Authors: Don Gutteridge
Tags: #historical fiction, #american history, #pioneer, #canadian history, #frontier life, #lambton county
“
Her name was
Mary. I met her through her sister, who was married to a friend of
mine, a fireman like me on the Great Western. I was no longer young
but rich, as I thought, an’ footloose. I let her charm me, an’ she
did. But she said she knew from her sister’s experience how much
hell was in store for the wife of an engineer. I hadn’t had a
chance to ask, but she’d already said no. Of course, I kept seein’

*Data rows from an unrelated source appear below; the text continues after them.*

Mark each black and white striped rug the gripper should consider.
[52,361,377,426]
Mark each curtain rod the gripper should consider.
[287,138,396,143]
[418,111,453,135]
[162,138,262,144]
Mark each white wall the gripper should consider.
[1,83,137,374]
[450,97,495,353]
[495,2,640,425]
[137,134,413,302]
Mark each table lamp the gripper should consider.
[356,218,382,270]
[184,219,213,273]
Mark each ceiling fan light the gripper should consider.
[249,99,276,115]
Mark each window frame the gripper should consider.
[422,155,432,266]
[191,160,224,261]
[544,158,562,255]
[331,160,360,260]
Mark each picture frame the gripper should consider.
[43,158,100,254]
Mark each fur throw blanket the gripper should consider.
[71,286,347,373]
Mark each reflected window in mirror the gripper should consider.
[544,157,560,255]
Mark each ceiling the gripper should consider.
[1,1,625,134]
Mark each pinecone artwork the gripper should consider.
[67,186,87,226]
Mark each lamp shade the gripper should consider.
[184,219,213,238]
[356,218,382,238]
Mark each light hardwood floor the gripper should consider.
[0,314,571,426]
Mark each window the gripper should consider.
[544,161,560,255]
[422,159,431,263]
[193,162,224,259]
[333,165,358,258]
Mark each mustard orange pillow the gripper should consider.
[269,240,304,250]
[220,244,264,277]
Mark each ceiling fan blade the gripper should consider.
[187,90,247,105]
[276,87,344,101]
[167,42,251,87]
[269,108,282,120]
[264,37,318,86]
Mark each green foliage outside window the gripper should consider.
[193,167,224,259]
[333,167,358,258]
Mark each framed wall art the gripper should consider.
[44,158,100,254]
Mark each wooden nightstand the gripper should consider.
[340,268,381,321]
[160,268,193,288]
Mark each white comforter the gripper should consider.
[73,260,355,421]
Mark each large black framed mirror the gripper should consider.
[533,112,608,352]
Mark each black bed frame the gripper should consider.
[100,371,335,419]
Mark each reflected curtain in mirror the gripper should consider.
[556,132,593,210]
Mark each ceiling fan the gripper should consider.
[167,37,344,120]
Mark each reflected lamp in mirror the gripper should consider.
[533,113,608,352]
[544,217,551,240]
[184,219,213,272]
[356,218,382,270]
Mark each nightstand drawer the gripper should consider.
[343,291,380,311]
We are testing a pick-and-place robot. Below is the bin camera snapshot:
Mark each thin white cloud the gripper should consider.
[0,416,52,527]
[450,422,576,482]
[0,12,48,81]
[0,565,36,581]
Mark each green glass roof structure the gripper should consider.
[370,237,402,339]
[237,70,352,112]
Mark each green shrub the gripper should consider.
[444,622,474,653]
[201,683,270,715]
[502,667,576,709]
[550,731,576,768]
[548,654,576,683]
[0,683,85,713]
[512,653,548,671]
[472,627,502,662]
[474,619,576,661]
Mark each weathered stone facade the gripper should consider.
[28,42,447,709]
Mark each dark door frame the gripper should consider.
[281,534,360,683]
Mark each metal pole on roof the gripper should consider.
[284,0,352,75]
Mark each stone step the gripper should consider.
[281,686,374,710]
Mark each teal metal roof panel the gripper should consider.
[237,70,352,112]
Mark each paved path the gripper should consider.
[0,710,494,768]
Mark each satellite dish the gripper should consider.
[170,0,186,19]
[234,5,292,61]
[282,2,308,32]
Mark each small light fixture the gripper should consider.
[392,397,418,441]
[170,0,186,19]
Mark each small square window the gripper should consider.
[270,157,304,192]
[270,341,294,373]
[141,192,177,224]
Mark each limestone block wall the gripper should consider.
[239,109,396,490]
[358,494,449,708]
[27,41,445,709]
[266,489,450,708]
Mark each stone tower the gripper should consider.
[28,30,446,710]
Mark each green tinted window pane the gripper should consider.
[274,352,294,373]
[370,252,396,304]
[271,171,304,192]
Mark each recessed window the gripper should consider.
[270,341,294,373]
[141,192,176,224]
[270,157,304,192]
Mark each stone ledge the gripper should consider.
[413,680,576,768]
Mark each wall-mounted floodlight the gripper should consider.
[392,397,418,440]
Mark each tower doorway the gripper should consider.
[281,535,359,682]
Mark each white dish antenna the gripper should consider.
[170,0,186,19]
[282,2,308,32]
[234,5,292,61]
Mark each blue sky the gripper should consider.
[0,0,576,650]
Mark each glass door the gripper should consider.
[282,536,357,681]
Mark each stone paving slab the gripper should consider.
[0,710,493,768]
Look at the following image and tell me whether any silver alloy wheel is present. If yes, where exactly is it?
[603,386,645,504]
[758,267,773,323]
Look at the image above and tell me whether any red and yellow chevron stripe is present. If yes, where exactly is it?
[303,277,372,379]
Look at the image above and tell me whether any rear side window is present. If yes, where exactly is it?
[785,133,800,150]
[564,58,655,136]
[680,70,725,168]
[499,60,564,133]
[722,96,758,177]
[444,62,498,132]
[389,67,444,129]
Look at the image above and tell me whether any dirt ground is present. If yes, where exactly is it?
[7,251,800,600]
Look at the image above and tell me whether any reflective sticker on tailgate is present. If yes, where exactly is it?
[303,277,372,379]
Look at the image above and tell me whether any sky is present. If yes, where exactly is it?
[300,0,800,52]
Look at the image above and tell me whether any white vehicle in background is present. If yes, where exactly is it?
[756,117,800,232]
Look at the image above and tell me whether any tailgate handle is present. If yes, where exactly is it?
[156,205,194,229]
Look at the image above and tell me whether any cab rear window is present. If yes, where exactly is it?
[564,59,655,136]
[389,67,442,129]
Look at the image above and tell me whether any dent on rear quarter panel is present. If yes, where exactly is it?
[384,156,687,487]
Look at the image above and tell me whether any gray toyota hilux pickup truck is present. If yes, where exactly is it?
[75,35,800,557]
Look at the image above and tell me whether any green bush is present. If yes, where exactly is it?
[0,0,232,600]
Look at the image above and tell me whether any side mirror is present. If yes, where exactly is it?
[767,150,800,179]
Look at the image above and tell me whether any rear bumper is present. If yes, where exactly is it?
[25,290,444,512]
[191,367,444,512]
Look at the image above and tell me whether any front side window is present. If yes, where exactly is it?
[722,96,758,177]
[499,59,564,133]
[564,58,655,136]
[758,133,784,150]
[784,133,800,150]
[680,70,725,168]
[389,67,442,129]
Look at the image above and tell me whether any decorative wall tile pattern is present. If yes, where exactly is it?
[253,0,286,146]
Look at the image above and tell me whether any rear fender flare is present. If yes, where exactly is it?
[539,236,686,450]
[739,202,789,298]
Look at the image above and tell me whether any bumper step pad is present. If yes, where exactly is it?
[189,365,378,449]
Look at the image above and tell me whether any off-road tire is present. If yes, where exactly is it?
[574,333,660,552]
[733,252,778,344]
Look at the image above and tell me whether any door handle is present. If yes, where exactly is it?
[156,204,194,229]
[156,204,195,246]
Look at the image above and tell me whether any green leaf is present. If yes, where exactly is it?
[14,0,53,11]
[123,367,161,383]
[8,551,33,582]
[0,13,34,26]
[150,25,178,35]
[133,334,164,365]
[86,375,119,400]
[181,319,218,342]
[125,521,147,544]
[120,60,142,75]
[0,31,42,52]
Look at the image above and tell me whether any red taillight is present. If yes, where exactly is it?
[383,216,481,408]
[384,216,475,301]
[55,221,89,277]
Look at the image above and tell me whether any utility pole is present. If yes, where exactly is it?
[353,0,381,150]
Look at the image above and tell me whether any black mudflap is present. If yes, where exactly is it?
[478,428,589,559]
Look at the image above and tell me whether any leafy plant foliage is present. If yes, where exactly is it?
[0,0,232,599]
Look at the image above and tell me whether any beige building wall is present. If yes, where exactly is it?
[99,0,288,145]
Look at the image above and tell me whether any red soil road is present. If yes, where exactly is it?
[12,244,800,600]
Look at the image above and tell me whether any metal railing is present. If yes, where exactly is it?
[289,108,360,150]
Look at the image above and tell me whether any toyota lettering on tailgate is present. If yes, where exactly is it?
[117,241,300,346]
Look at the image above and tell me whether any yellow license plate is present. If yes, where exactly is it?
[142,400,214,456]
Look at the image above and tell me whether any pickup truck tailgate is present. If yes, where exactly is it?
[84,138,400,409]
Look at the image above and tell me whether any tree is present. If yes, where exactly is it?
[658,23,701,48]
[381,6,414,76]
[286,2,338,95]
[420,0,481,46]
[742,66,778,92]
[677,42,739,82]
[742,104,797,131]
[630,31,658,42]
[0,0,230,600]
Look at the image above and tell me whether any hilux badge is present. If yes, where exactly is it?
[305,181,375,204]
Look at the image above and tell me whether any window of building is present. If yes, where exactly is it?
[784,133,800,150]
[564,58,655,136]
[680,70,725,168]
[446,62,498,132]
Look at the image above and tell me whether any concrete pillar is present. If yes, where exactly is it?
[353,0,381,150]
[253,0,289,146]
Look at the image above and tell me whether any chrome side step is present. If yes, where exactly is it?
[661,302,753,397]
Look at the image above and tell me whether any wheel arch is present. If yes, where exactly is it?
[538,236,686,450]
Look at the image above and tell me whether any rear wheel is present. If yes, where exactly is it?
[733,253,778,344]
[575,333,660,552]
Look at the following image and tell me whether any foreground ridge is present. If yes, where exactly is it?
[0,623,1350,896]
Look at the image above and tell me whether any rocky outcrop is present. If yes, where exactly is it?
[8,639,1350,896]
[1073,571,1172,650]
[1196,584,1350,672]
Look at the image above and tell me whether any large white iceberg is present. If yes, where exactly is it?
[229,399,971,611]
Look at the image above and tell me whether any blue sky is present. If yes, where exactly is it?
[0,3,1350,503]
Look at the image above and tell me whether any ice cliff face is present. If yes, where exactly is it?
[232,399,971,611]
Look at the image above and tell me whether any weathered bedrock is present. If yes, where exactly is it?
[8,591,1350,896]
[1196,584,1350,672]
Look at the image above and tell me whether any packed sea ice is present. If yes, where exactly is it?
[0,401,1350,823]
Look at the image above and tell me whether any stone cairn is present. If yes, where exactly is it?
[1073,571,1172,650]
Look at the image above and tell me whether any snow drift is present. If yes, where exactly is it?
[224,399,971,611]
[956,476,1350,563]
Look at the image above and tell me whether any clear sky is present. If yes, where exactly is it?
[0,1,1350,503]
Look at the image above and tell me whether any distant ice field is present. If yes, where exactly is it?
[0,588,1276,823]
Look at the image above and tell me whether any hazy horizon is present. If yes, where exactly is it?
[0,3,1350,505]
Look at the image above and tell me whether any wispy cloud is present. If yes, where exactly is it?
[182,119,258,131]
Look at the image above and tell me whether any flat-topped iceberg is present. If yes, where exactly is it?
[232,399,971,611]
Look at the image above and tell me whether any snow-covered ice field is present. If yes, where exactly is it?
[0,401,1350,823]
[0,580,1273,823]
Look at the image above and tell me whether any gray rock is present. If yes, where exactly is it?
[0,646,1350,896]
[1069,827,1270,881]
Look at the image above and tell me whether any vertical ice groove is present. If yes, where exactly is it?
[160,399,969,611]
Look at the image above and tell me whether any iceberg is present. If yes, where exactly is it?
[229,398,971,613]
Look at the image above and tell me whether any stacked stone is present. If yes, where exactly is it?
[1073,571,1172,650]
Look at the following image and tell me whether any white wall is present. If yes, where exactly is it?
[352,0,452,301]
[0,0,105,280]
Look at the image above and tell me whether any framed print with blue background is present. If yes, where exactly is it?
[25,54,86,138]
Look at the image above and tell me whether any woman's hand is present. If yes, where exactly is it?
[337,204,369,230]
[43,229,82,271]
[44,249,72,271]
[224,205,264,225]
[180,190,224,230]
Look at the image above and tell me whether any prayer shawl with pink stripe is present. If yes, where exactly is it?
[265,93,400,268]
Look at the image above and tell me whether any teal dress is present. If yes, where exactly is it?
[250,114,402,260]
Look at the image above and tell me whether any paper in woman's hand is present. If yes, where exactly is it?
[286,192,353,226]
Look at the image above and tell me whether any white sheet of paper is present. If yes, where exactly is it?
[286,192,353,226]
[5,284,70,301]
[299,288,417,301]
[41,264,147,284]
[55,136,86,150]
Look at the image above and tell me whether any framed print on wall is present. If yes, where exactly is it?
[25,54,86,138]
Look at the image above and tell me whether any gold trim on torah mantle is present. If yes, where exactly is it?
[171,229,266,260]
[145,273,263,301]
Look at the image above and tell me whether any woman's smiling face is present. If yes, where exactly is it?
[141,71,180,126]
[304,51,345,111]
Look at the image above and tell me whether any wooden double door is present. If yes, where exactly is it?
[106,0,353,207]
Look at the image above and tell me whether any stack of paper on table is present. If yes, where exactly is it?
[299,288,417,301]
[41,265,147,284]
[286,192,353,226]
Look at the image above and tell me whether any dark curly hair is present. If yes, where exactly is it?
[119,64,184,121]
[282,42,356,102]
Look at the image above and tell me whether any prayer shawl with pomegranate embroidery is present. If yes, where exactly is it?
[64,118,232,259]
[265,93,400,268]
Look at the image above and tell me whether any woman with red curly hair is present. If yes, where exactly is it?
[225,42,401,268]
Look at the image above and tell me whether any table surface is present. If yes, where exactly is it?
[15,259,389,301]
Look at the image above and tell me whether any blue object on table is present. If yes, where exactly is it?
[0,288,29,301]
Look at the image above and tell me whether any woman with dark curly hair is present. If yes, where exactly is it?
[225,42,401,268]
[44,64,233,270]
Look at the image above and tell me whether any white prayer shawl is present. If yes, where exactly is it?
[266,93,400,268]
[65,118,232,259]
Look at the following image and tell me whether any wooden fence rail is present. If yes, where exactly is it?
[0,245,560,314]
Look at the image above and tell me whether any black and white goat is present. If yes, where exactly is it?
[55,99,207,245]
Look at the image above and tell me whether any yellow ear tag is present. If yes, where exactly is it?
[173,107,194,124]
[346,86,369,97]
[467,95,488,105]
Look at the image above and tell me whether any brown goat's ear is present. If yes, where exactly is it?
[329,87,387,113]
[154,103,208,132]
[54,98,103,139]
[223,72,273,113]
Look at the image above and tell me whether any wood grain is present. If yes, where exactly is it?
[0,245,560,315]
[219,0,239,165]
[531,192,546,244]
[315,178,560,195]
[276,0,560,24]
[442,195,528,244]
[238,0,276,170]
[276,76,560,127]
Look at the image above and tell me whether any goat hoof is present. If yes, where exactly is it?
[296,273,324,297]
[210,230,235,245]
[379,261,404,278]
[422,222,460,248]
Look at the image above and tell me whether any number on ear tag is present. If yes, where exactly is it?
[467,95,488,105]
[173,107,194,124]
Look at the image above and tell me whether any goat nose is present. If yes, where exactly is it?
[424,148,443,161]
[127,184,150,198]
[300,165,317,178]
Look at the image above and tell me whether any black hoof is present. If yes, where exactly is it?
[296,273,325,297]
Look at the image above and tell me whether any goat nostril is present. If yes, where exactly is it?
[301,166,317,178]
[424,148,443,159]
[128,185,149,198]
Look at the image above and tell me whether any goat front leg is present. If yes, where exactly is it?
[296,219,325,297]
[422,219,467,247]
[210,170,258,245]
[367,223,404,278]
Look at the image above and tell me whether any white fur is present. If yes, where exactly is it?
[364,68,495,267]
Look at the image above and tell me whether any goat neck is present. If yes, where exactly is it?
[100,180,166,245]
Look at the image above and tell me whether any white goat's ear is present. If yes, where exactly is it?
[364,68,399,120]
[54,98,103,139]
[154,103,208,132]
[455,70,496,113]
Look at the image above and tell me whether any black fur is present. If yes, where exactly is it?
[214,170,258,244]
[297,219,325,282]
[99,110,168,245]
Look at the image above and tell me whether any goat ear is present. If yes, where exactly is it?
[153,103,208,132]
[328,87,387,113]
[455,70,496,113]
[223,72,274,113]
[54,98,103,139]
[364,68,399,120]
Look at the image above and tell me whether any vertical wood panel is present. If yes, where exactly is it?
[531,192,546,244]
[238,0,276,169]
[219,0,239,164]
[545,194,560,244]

her, an’ she was always unattached, so I begun to wonder; an’
besides, I was getting a bit tired of stokin’ an’ cattin’ around in
Detroit an’ them places. So I told her if she’d marry me I’d settle
down an’ become a respectable family man. When she doubted me, I
quit the Great Western an’ joined the Grand Trunk, breakin’ all my
old ties. For two years, though, I stayed on the road, but when
Mary became pregnant, I gave in. I hired on as a clerk in the Yard
Office. So that’s what I became at age thirty-five. I hated it as
much as I loved my wife. It was like workin’ in a rabbit’s den, you
couldn’t breathe, you sucked in the stink of everybody’s body, you
had no place to run or feel free in when you needed to. But I did
it, for five years I loved an’ hated. We had two beautiful
children, a girl first, then a boy. But my salary wasn’t a third of
what I made stokin’ on the road. We rented a house in the east and
down near the rivermouth by the lake. It was a shanty-town, really,
though we painted the place, an’ put a fence round it an’ planted
ourselves a garden. But it was swampy down there and in the winter
the snow piled up, thawed an’ froze, an’ the dampness went right
through the wood, you couldn’t keep enough paint or pine-tar on it
to stop it from rottin’ under you. In the daytime the bugs devoured
the vegetables in the heat, an’ the mosquitoes come out at night to
torment us. I begged Mary to let me go back on the road. She said
she would get a job as soon as the kids were older – she had a high
school certificate. So I went off one mornin’ an’ hopped on a
freight an’ never went back to that stinkin’ clerk’s den. I took
only short day-runs. I lied every day to my wife an’ kids. I hadn’t
been at this long, though, when my punishment was revealed to me in
all its horror. My little girl complained of a headache after
supper one day. It got worse by bedtime. By the middle of the night
she was screaming in agony an’ bewilderment. When the fever hit the
next day, we knew it was typhoid. We’d seen it in summers past. An’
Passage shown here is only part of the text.